Once in Israel. The boys who broke up on vacation, jokingly, played out a strange passerby who wandered around the block, presenting himself as a mediator in search of the creation of marriage couples, who turned out to be a friend of Arika’s father, who started with his friends that brazen deception, which, having opened up, initiated the work that was proposed to the inventor by an innocuous person who forced the young man to go down to the “Lower City” from the height of his idealistic heavens, immersed in the confusion of feelings and desires, his own body, decisions of loved ones and very distant people.
The father’s decision to release his son with a half-forgotten friend from the pre-war childhood of another country, without digging into the truth of his real life and without finding out the secrets of his mysterious work, allowing the teenager to disappear all day with no one knows who, hiding from his parents an increasingly addictive passion for the explorer and interpreter of human souls.
Having become a full-time informant, and simply a spy of the lame pimp Yankele by the name of Bride (Bride?), who did not cross the threshold of sixteen years, the timid Arik plunged into a series of daily meetings and observations, mandatory and accompanying, for old friends and temporary guests, in the circle of his comrades and surrounded by a crafty master, organizer of marital ties.
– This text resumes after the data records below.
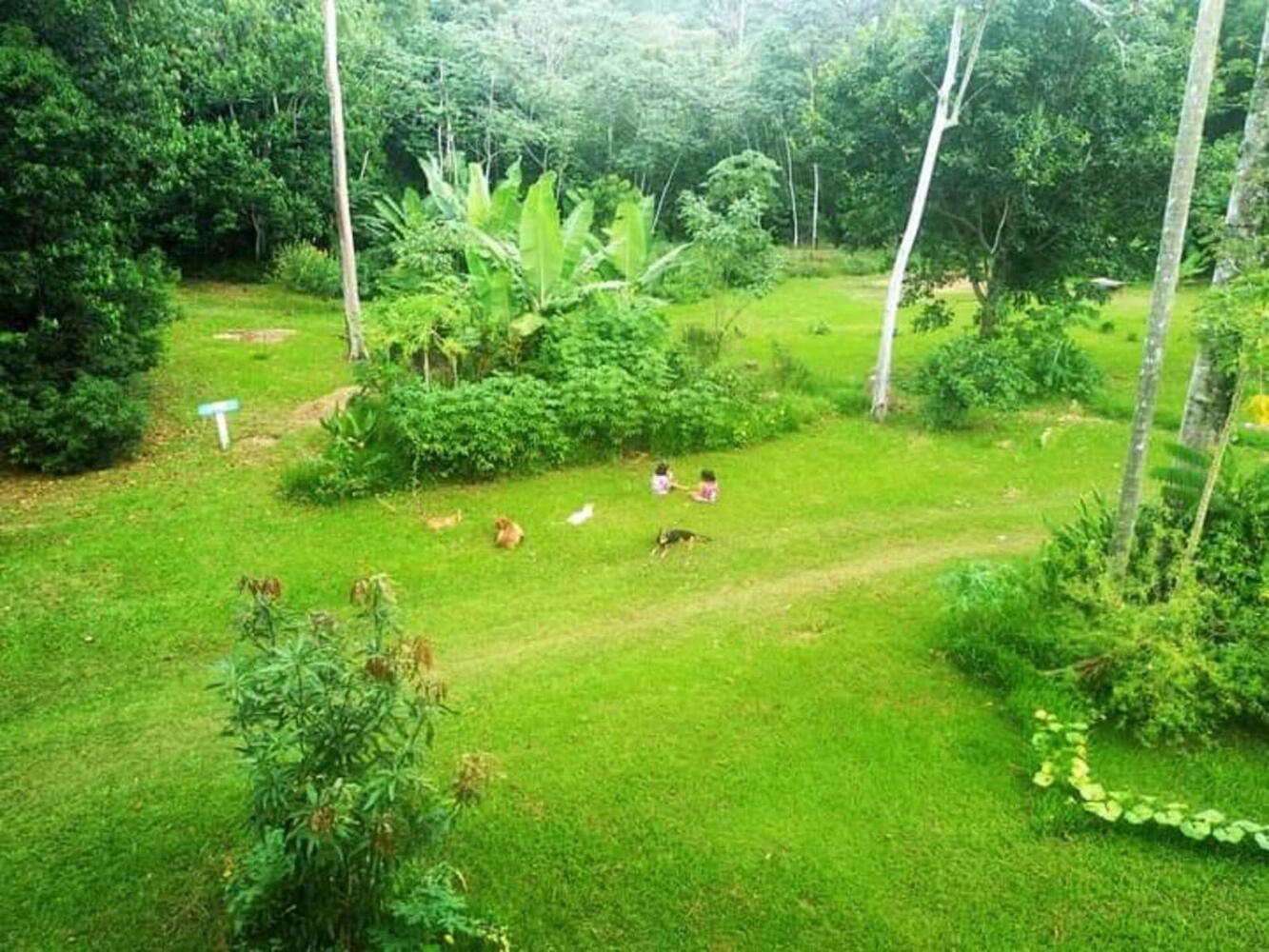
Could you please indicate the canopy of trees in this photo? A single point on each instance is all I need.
(201, 129)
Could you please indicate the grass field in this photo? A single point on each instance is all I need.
(745, 746)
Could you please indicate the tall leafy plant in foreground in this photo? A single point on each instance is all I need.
(335, 731)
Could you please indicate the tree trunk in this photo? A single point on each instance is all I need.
(343, 213)
(815, 206)
(1214, 474)
(1172, 246)
(788, 155)
(1207, 402)
(895, 291)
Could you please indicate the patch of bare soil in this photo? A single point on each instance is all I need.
(316, 410)
(263, 335)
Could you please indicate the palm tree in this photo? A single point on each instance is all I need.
(1208, 398)
(1189, 139)
(343, 216)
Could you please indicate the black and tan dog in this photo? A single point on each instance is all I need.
(673, 537)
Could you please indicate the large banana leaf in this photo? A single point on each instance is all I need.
(504, 213)
(477, 196)
(628, 240)
(491, 286)
(576, 232)
(654, 270)
(441, 190)
(541, 240)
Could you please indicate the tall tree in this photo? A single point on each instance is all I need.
(1210, 396)
(1172, 247)
(343, 213)
(947, 114)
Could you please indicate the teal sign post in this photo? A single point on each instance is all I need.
(218, 409)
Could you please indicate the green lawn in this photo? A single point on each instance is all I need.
(747, 746)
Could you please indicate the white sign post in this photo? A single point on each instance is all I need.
(218, 410)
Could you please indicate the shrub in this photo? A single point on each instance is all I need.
(503, 425)
(80, 315)
(335, 738)
(967, 372)
(307, 270)
(602, 379)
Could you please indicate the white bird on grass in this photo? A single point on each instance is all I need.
(582, 516)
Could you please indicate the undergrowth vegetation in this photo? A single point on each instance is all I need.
(522, 342)
(336, 741)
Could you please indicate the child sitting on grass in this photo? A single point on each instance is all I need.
(663, 480)
(708, 489)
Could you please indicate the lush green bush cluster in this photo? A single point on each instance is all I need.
(307, 269)
(545, 348)
(1032, 356)
(335, 730)
(80, 318)
(1173, 650)
(605, 379)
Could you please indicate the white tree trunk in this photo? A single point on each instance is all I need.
(343, 215)
(815, 206)
(788, 156)
(895, 291)
(1172, 246)
(1207, 400)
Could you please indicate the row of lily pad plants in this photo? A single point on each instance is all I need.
(507, 338)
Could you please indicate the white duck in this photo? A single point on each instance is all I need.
(582, 516)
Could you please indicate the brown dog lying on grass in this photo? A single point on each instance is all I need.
(509, 533)
(673, 537)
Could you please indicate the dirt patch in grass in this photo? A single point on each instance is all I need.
(316, 410)
(263, 335)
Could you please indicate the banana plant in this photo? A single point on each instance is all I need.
(547, 265)
(629, 246)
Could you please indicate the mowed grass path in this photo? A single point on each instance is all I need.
(745, 746)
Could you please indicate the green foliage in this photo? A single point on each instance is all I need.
(80, 318)
(335, 738)
(502, 425)
(1059, 167)
(968, 372)
(307, 269)
(1169, 653)
(1062, 749)
(732, 258)
(603, 379)
(1031, 354)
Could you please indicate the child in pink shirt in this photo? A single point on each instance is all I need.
(708, 489)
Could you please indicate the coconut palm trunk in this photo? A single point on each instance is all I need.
(343, 213)
(945, 116)
(1208, 399)
(1189, 139)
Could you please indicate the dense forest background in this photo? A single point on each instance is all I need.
(141, 139)
(209, 126)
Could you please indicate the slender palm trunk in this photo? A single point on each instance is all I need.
(343, 213)
(1207, 402)
(895, 291)
(788, 156)
(815, 206)
(1189, 139)
(1214, 474)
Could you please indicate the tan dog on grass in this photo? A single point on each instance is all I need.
(443, 522)
(509, 533)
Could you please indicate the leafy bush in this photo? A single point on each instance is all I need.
(503, 425)
(967, 372)
(1172, 650)
(603, 379)
(307, 269)
(80, 316)
(335, 738)
(1028, 354)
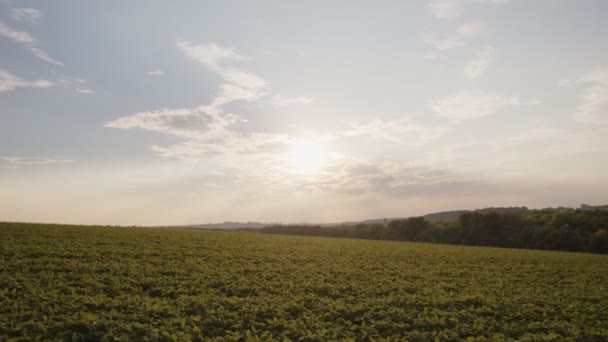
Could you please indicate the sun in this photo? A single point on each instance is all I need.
(307, 156)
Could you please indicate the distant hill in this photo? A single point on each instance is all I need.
(227, 225)
(451, 215)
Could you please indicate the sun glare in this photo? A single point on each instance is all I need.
(307, 156)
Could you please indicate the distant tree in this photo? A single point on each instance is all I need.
(407, 229)
(598, 242)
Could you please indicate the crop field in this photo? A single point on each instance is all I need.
(102, 283)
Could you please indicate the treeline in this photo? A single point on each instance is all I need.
(574, 230)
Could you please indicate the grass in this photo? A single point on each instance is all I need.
(96, 283)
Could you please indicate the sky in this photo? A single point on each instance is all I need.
(186, 112)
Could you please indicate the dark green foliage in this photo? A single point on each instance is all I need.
(100, 283)
(559, 229)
Using the tried-and-tested formula of the “last summer of childhood”, the director becomes an observer of the observer, after that, bringing what he saw with notes that make up his cinematic novel, turning a multidimensional look into the historical truth of the Holocaust, revealing behind the pain of survivors the prejudices of those who do not believe in their honest life, revealing to the hero the book world of Ka-Tsetnik’s “Doll House”, superimposed on the questions of inconsistency of his new meetings, giving rise to doubts and conclusions, determining his place in his internal conflicts.
Sexual maturity is paralleled by the maturity of the adult choice that the young filler has to make at every step, getting acquainted with the friends of the strict Yankele, the lonely beauty Clara and enterprising Lilliputians, for whom a personal question is relevant, as it is relevant for Arika himself, who fell madly in love with the obstinate American Tamara, who threatens to break his friendship with a friend with a story about their happy night.
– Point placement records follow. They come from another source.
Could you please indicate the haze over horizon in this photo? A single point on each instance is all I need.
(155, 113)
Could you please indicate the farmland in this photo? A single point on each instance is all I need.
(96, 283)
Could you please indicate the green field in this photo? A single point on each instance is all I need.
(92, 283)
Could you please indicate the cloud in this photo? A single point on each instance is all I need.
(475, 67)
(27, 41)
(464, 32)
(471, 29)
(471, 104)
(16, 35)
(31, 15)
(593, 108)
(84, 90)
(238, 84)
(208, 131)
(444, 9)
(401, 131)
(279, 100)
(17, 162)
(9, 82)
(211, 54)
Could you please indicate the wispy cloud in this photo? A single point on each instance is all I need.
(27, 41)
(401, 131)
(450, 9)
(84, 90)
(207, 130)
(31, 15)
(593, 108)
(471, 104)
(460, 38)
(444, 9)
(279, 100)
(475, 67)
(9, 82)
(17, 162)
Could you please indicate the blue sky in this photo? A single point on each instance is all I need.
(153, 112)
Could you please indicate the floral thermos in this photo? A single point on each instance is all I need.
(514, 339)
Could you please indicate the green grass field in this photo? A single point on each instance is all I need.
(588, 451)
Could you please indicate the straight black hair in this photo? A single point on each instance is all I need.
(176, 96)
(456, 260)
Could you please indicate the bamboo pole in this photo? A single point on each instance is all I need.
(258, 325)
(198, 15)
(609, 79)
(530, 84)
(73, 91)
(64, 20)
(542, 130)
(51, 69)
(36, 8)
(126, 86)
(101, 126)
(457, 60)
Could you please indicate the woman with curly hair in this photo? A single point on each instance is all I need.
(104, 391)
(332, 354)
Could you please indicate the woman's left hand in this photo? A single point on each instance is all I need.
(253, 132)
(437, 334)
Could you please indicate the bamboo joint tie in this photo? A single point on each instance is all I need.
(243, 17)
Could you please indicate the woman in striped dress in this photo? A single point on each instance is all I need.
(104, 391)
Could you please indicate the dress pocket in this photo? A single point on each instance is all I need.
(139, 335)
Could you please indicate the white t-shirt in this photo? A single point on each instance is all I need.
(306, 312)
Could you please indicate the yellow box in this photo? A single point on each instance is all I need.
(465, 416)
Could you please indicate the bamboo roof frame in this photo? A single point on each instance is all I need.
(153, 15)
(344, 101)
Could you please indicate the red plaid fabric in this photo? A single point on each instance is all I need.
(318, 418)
Arika’s summer discoveries reveal long-standing fears and fears that persist within Jewish society, ambiguous perception of history and discrepancies in the memory of terrible and painful times, details of sociocultural scale break down into elements of individual self-identification in the moral and ethical environment of peers and older friends, allowing the young man to make a breakthrough in the moral comprehension of the experience that brought him a chance meeting with a passer-by who gave him more than a silent father.
Fairly awarded Adir Miller, causes sincere surprise by the power of the image created by him of a master sage hiding under the guise of a cunning breeder of failed wives and husbands: “I give you what you need, not what you want”, revealing to an honest boy the psychology and motivation of human actions, allowing him to make independent decisions, appreciating the sanity of his assistant, not afraid to stand up for his rightness.
Short pants, mandatory T-shirts and sandals on the bare foot do not detract from the cold-blooded exposure that goes on the role of Tuval Shafir, put in the center of attention of the camera, immediately switching from the general plan to the faces of the characters, withstanding pauses of thoughtfulness and minutes of movements, consciousness, bodies, hands, lips and different hearts.
Beginning with the end and a little confused at the beginning, the picture of Avi Nesher (literally translated from Hebrew called “Once I was...”), obscured from adversity by the comic circumstances of inscrutable marriage routes, grows up with the Israeli realities of the turbulent sixties with the dust of smoky eras and broken destinies hovering in them on the example of one, young, who, straightened up, took a step forward.